The service will stop operating on April 30, according to a statement emailed Thursday. Customers will receive prorated refunds of their subscription fees.

Andrew Morse, who ran CNN+, will be leaving after a transition period. Alex MacCallum, general manager of the service, will now be in charge of the network’s digital operations.

Discovery Inc. completed its merger with AT&T’s media business earlier this month. Management, including CEO David Zaslav, has said they are considering combining the company’s online offerings, which include HBO Max and Discovery+ , into a single subscription for consumers. CNN+ was championed internally by Jeff Zucker, the veteran media executive who resigned in February. “Our customers and CNN will be better served with a simpler broadcast option,” Chris Licht, CNN’s new CEO, said in the statement.

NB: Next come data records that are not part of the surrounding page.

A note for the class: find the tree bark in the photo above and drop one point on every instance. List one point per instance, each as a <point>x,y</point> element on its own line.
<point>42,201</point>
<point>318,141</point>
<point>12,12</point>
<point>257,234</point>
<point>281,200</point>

CNN+ offered a mix of lifestyle and traditional news programming, including a daily talk show by Chris Wallace and a food and travel series hosted by actress Eva Longoria. The company charged $5.99 a month for the product, the same as Fox News’ paid streaming service.

Bloomberg News reported earlier this month that the service surpassed 100,000 subscribers in the first week after it launched on March 29. Warner Bros. Discovery said that CNN content will be a key component of its streaming offerings going forward.

When owned by AT&T, CNN spent hundreds of millions of dollars programming and marketing the product, which executives described as the news organization’s most ambitious new venture since the network’s founding more than 40 years ago.

Zaslav, who was not allowed to make managerial decisions in the business until the deal was closed, promised at least $3 billion in cost savings as a result of the merger.

Shares of Warner Bros-Discovery fell as much as 8.7% to $21.01 in New York, in part on continued skepticism about the future of streaming following Netflix’s surprise drop in subscribers this week.